Experts noticed that at a time when the story was about sensuality, dreams, skills, moods or about the characters' characters, the children had increased mental activity in certain areas of the brain. In case the narrative changed in the direction of descriptions of nature or surrounding objects, the activity of the brain structures noticeably decreased.
It should also be pointed out that the intensity of the brain function in the departments responsible for socialization had much in common with the active processes occurring in the brain in adults. But there was one very important difference: the work of one of the brain areas over the years has changed significantly. For example, in a six-year-old child, such a site played a primary role in the reaction of conclusions about the surrounding people. However, by the age of eleven, the same site was performing a more specific function: it was activated when the child began to reflect on what other people think.
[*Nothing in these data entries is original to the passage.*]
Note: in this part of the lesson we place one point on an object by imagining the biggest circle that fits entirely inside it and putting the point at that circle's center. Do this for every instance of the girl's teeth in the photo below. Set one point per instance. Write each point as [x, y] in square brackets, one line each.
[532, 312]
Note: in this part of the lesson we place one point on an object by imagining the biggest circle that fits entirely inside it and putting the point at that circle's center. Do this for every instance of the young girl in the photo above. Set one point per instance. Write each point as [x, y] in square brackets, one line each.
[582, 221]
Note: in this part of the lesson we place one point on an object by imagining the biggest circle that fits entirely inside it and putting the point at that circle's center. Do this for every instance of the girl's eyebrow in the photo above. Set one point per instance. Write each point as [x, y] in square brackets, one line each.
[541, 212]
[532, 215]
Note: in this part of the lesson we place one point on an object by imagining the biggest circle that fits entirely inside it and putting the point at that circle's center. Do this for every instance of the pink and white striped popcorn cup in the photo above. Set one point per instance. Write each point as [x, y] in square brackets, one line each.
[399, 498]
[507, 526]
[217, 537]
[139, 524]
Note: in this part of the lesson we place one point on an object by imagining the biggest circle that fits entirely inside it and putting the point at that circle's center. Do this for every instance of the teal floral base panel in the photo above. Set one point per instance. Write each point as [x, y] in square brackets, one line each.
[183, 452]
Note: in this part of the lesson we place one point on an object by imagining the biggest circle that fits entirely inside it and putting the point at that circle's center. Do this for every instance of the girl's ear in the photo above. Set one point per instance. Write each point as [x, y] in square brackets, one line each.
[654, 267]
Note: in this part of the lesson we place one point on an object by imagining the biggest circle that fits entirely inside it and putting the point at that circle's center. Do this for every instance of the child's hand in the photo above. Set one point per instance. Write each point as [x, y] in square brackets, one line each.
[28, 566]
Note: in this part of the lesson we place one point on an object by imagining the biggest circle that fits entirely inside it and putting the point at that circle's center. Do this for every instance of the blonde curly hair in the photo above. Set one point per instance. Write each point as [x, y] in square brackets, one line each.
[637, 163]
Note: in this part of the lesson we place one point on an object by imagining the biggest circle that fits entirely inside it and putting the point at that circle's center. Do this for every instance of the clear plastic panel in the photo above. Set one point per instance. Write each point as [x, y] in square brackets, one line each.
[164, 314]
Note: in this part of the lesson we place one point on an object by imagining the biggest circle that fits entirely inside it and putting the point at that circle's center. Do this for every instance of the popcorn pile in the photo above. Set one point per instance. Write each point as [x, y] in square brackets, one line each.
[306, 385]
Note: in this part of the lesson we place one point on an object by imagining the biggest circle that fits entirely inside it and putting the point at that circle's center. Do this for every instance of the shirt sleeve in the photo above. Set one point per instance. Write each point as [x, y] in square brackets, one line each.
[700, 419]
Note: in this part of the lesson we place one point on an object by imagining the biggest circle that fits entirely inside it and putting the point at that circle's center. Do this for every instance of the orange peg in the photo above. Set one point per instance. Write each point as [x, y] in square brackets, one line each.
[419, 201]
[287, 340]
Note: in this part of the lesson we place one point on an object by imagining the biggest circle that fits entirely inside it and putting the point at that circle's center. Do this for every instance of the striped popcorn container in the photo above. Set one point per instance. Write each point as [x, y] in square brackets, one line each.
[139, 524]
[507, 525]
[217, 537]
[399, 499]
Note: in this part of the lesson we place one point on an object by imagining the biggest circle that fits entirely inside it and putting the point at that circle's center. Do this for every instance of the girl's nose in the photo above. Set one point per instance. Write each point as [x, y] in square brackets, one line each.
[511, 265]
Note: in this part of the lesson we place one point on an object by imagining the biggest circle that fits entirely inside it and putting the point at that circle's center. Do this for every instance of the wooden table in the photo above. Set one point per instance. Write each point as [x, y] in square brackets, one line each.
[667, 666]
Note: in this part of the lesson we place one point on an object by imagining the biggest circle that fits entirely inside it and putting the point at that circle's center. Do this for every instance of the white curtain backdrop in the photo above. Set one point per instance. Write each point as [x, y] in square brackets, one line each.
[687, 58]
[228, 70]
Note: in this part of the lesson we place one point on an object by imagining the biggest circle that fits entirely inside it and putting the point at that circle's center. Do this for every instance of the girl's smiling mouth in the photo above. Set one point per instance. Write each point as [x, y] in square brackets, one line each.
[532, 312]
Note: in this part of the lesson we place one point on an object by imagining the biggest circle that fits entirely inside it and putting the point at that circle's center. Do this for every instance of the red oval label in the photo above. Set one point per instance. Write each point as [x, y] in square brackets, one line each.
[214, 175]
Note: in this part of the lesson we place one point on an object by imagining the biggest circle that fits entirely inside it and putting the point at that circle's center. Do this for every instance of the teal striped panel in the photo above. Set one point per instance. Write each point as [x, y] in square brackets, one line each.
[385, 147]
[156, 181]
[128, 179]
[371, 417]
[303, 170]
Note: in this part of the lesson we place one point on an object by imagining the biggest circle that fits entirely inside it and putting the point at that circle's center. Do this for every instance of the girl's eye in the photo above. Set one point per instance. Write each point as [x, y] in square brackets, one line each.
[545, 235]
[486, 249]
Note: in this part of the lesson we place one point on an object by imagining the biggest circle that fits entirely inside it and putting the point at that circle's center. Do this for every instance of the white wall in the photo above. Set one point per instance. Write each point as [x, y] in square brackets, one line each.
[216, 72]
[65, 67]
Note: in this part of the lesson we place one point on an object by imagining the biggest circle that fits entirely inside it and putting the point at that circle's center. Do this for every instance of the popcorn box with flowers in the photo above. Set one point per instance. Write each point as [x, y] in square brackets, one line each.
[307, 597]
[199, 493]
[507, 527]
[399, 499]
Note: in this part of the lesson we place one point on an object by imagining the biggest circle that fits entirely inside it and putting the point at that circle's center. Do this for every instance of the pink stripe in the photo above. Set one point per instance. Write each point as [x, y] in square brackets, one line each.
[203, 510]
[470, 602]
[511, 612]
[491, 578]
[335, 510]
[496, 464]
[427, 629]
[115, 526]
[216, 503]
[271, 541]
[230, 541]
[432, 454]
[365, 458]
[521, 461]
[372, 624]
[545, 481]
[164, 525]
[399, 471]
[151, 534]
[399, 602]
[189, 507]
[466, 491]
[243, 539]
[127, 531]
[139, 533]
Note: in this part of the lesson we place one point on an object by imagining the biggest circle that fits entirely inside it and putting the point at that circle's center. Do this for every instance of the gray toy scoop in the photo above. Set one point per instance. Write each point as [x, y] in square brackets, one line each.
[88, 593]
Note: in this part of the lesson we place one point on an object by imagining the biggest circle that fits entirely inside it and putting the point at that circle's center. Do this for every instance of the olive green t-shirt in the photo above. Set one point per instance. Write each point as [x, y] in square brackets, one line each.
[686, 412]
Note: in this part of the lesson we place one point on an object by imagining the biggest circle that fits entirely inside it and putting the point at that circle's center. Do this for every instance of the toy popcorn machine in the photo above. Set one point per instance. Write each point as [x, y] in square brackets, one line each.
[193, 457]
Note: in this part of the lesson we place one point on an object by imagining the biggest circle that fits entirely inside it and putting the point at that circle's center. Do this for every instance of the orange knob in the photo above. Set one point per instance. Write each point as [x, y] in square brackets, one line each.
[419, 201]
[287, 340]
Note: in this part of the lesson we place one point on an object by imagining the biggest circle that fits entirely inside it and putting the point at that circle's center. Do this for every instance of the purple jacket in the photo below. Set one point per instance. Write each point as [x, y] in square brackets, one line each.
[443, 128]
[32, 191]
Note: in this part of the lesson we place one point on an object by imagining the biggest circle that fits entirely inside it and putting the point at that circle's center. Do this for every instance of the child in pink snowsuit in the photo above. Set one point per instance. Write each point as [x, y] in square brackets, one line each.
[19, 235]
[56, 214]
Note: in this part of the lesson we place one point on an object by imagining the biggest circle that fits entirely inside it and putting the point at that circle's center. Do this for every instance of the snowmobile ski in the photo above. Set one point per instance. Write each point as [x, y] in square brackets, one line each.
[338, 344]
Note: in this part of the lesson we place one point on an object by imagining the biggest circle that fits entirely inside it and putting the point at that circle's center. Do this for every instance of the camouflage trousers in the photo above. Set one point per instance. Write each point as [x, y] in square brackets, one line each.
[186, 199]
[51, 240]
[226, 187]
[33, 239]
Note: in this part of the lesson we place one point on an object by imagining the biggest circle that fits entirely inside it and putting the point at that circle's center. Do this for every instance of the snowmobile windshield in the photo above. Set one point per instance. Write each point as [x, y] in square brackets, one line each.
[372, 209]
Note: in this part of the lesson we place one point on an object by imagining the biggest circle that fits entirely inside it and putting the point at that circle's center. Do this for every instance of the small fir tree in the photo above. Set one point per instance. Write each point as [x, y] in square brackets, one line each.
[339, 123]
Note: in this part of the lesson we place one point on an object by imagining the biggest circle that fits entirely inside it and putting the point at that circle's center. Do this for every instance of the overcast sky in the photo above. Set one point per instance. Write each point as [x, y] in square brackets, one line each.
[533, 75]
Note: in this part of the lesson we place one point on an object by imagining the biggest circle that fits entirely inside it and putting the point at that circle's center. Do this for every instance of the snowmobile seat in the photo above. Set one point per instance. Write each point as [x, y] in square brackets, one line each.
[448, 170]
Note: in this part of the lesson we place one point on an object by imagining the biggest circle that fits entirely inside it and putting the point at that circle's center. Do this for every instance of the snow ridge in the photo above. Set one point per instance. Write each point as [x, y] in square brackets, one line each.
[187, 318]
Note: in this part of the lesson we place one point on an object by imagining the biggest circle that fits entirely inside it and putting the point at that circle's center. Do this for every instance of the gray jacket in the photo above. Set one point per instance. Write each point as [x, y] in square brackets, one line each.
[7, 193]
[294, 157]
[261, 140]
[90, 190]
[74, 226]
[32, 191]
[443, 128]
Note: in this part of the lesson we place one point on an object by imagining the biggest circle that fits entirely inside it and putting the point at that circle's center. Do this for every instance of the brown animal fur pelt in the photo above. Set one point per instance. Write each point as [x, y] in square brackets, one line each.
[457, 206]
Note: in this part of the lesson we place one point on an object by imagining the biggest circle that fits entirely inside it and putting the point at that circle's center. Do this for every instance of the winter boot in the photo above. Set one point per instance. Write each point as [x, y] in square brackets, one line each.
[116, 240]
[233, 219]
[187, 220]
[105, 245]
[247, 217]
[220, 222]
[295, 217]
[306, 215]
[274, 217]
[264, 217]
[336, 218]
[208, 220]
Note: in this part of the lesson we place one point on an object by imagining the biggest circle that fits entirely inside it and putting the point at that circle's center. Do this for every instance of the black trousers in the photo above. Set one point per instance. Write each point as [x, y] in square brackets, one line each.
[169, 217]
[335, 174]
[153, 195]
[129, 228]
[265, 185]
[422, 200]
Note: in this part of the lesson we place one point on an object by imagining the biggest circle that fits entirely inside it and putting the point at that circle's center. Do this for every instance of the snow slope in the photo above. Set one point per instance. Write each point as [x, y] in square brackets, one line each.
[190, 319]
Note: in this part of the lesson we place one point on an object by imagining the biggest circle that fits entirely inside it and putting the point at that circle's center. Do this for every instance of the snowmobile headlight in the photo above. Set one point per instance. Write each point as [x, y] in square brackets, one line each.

"The difference we found is a characteristic example of development and age-related improvement in the brain. It will provide answers to the many questions that are put before us. And, above all, this is a question that concerns an atypical social adaptation - we mean autism, "Dr. Rebecca Saxe (one of the study's leaders) commented on the results of the experiment. A child with autism has a lot of problems - sometimes it is difficult for him to assess and interpret the feelings and thoughts of people around him. Scientists hope that eventually they will be able to understand how the human brain manages to learn to analyze other people's thoughts, to perceive them. In the future, specialists will have to find out what processes occur in the human brain in the course of autism. This will allow us to start developing new successful methods for treating this common disorder.